Lela Babb Burden was born on May 7, 1903 in Southampton County, she recently turned 111 years old. She remembers when people danced in the streets of Norfolk when Jack Johnson was crowned the first African-American world heavyweight boxing champion in 1908. She wasn’t afraid to comment on the “white flight” in the 60’s from Norfolk and Portsmouth to the region’s suburbs was silly, since no matter where people moved, they would always encounter people of other races.
She has well over a lifetime’s worth of firsthand knowledge, and she was never given the chance to earn a high school diploma as a girl growing up in Norfolk. This past Tuesday, Norfolk Public Schools gave Lela Babb Burden another milestone to celebrate, when Superintendent Samuel T. King presented her with an honorary diploma from Booker T. Washington High School during Booker T.’s graduation ceremony at 4 p.m. at ODU’s Ted Constant Convocation Center.
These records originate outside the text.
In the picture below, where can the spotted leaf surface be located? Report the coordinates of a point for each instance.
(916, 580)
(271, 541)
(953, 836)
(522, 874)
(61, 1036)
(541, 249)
Booker T. Washington would have been the school Lela Babb Burden attended if she had completed her education. She is likely one of the few remaining people who were alive when the famous leader lived and when the school was named for him after his death.
The honorary diploma was an incredible surprise for Babb Burden, whose extended family members accompanied her to the Constant Center.
“God gives you what he wants you to have, He has a reason for keeping me here. I said, ‘Lord, whatever you’re keeping me here for, let me do it.’” Lela commented.
“I just thank God that he let me live, I hope I’ll be here a long time.”